Upload A Whole Local Directory To A Remote Directory Using FTP And Command Line In Fedora 9

Since I was looking to offload some of the resources that the PGN servers were taking to another host other than my dedicated server, I tried looking for free web hosts that allows you to upload files via FTP. And when I found one, I thought to myself…no way am I going to upload this using my puny upload bandwidth. I should use my dedicated server’s upload bandwidth – which is 100mbit. And so, with only a command line interface to play with, I seek out how to upload whole local directories to a remote directory.

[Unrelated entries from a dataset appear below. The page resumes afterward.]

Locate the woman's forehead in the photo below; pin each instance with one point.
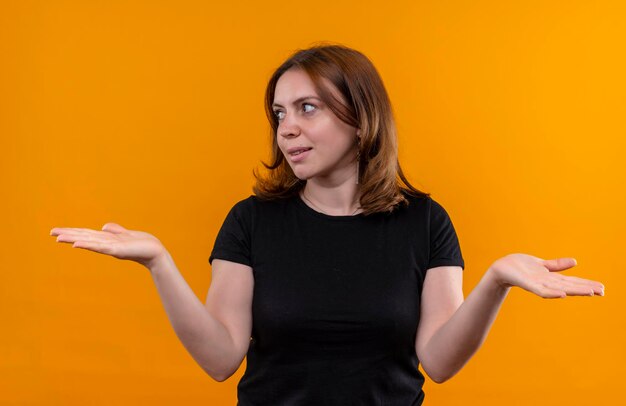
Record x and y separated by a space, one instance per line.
295 85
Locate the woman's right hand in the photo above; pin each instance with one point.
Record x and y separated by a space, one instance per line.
116 241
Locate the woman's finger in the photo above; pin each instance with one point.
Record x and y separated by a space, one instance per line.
94 246
559 264
113 228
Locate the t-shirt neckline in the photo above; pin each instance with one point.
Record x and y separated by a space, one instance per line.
311 211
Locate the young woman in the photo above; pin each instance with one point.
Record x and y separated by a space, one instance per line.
337 277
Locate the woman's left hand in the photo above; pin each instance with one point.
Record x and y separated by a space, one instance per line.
540 276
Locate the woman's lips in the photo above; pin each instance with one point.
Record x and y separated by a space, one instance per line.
299 157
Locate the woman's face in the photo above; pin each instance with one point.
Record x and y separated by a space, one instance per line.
304 121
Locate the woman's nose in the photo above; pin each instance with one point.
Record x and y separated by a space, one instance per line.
288 127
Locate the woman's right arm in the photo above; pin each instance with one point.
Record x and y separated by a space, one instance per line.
205 337
217 336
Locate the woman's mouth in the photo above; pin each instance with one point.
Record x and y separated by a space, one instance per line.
299 154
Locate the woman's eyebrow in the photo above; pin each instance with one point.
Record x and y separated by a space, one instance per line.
298 100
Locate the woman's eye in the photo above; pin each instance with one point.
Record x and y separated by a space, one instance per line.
278 113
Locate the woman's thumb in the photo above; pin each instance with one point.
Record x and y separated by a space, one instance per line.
113 228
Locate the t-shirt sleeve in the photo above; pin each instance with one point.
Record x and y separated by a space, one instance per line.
233 241
444 243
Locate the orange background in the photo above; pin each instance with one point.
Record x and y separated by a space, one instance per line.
150 114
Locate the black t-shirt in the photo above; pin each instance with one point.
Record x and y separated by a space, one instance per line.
336 299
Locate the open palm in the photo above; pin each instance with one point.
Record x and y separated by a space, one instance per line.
540 276
114 240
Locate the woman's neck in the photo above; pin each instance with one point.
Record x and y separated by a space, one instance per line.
336 200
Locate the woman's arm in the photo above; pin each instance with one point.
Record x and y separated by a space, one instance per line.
444 352
204 336
450 347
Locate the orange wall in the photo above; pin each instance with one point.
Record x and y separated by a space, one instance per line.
150 114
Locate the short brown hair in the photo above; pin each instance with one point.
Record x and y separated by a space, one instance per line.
366 106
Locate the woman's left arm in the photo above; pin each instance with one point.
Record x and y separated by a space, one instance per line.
444 347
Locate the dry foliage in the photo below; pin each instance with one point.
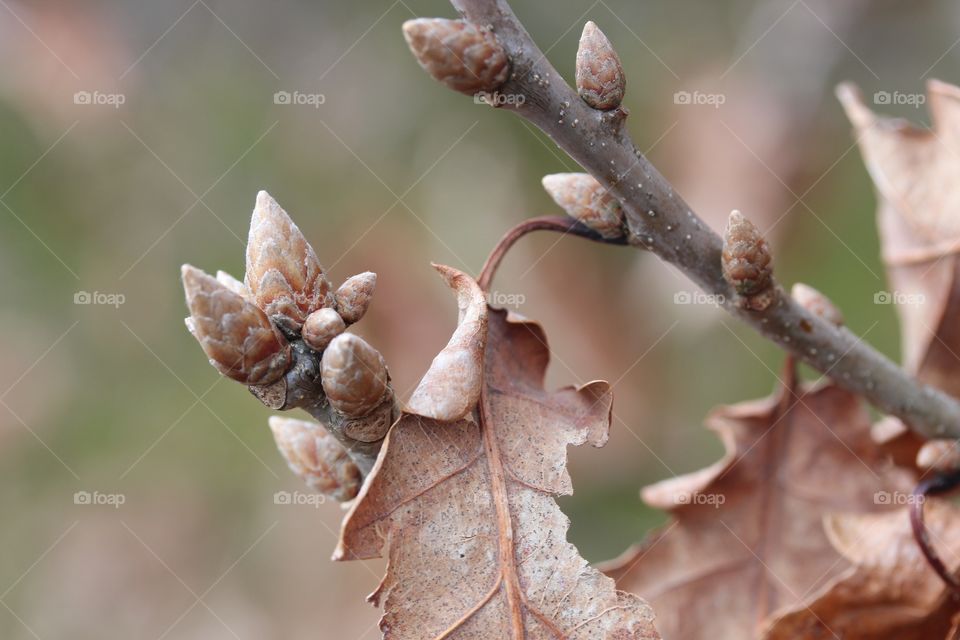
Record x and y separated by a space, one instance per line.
797 532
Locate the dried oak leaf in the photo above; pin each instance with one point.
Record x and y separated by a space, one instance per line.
746 539
889 591
915 172
464 506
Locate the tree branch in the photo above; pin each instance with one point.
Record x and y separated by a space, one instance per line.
659 220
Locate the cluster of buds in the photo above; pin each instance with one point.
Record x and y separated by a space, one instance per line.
281 332
746 262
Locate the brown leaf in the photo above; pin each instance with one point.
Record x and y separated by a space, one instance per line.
915 174
890 591
477 545
746 538
451 387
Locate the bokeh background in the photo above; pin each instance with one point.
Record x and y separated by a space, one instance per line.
389 173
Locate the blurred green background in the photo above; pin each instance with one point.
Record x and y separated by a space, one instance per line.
389 173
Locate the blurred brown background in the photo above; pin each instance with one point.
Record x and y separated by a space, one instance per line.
135 136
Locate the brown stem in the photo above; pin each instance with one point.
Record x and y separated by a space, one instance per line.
560 224
658 219
933 486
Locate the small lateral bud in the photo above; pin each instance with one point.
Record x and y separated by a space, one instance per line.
354 295
233 284
316 457
322 326
354 375
816 303
746 257
939 455
458 54
237 337
583 198
283 274
600 79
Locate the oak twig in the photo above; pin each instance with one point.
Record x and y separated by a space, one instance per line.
659 220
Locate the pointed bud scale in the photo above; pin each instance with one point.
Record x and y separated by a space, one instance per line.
283 272
321 327
939 455
746 256
354 375
583 198
600 79
458 54
237 336
354 295
816 303
316 457
233 284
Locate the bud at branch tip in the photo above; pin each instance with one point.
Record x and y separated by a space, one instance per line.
600 79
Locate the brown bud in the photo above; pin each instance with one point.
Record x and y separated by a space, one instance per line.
354 295
237 336
746 257
600 79
233 284
583 198
316 457
816 303
283 272
458 54
322 326
354 375
939 455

I stumbled upon ncftpput. When you do man ncftpput it says in the description that The purpose of ncftpput is to do file transfers from the command-line without entering an interactive shell. This lets you write shell scripts or other unattended processes that can do FTP. It is also useful for advanced users who want to send files from the shell command line without entering an interactive FTP program such as ncftp.

You’re probably itching already how to do it and you honestly don’t care what the description says so I’ll just end it there and we’ll move to how I exactly did it.

Ok, first off let’s say you have the following info…

Local Directory: /tmp/upload/myfiles

Remote Host FTP: ftp.remotehost.com

Remote Host FTP Username: username

Remote Host FTP Password: password

Remote Directory: /upload

ncftpput –R –v –u username ftp.remotehost.com /upload /tmp/upload/myfiles

So what just happened? After you execute that command, it’ll try and connect to your remote FTP and ask for your password and then the rest is just well…waiting for it to get done.

Well the ncftpput modes are…

-R recursive mode or copy the whole directory tree.

-v verbose mode, meaning you’ll see what’s happening in your console screen.

-u username use ‘username’ in the command line.

Hope that’s helpful guys. I’m learning as well, haha.